Building a better workplace?
The subtle social engineering that Jeremy and other HFA and Aspie employees struggle with may be beyond the ken of even the most proactive human resource organisations. But that doesn't mean the industry's heavy-hitters can't and shouldn't proactively fashion a more Asperger's-friendly workplace, a kind of "if you build it they will come — and work" scenario.
These changes needn't be monumental, or limited to Aspies only, specialists say. Bob, the database applications programmer, was just one of several Aspies interviewed for this story who spoke admiringly of the work/life accommodations in place at internet companies like Google.
"I would not demand it from anyone, but I do wish every employer were as accommodating as Google, supplying prepared meals and encouraging people to bring their dogs to work," he says.
Physical changes to the office environment can help as well, Grandin and others point out. Many Asperger's workers are debilitated by blinking or flickering lights; the mechanical noise of an air conditioner, photocopier or ringing telephones; or simple office chatter. A quiet corner, an office or cubicle with soundproofing or a white-noise machine may be all it takes to turn the situation around.
And more than one person spoke highly of the rumours that Microsoft offers a "buddy system" for Aspies, pairing an Asperger's employee with a neurotypical — that is, nonautistic — colleague who coaches them through the whys and wherefores of meetings and other social interactions.
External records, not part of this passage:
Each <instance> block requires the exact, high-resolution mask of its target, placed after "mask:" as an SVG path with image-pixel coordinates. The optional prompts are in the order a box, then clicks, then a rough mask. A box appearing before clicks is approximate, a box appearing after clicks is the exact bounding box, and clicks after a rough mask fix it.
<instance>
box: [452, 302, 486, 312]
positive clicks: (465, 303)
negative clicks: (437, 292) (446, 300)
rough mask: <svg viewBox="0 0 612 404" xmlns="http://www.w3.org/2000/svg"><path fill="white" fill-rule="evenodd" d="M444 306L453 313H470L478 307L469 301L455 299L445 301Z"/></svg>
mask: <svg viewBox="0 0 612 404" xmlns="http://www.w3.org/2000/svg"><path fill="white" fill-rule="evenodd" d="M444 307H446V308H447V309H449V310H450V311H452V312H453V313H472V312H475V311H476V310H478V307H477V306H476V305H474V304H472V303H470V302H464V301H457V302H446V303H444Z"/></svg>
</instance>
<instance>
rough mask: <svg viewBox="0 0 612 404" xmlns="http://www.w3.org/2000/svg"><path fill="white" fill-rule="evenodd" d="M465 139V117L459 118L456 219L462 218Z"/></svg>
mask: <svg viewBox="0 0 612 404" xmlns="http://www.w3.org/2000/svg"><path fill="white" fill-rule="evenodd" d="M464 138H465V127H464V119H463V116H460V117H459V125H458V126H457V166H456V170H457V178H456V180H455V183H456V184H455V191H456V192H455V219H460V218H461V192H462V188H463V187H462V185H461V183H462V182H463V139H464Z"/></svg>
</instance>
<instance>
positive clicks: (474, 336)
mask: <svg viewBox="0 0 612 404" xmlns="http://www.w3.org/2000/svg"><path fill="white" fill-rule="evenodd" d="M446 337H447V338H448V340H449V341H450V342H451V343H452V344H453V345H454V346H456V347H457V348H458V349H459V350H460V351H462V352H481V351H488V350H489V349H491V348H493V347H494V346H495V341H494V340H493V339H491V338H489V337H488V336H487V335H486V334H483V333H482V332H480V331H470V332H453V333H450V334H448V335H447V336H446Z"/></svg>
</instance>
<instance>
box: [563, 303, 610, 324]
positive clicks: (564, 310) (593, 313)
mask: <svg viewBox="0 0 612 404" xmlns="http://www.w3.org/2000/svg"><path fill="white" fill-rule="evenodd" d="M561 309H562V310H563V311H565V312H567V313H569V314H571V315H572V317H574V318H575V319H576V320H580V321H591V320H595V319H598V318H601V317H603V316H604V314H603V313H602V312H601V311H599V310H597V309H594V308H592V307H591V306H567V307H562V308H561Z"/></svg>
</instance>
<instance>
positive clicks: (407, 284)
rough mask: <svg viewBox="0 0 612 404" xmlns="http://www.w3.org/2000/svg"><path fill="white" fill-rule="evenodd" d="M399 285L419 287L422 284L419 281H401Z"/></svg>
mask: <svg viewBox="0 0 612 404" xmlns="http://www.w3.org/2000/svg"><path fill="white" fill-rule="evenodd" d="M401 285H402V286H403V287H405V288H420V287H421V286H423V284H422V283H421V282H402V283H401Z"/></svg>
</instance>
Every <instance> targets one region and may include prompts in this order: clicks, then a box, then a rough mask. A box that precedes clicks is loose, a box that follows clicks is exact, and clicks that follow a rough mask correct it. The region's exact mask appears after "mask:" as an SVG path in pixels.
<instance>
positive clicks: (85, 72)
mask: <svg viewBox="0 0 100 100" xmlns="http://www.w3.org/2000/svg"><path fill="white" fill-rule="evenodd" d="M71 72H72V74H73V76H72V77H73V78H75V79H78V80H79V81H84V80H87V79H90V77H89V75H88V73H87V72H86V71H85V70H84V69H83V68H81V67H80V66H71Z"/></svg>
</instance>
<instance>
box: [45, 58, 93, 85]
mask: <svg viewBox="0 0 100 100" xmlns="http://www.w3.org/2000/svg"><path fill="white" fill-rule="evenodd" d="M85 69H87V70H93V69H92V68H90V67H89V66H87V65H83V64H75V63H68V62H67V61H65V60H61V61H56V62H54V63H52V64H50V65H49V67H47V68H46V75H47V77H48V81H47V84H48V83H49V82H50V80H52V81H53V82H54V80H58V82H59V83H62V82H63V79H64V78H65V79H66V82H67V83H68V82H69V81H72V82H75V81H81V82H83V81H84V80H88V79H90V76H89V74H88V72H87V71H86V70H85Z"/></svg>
A Microsoft spokeswoman says there is no official information available on any buddy programmes, but says there is a good chance such initiatives are conducted on a team-by-team basis within the company.
Beyond that, Asperger's individuals hope only that they be given a chance to find a niche in the modern corporate landscape. Companies have evolved to accommodate everything from workers' physical height to their hearing ability, sexual orientation or ethno-religious status, Ryno points out.
In the same way, he says, "employers of Aspies should look at the person and the tasks, environment, and communication structure and adjust for the best viable fit."
Seattle-area psychologist Becker has seen some early signs that forward-looking high-tech companies may be doing just that. "I have seen cases where [a client] will say, 'I have Asperger's,' and receive a positive response from social workers employed by the business or the insurance companies," he reports.
On the whole, Becker is willing to cut IT some slack — for now at least. "Most corporations have never dealt with Asperger's. It's a fairly new diagnosis, even newer for adults," he points out. His general feeling is that high tech wants to support Aspies as valuable employees, it just doesn't yet know how. But that too shall change.
"In the next five to 10 years, we'll see more businesses treating autism spectrum disorders as routine," he predicts.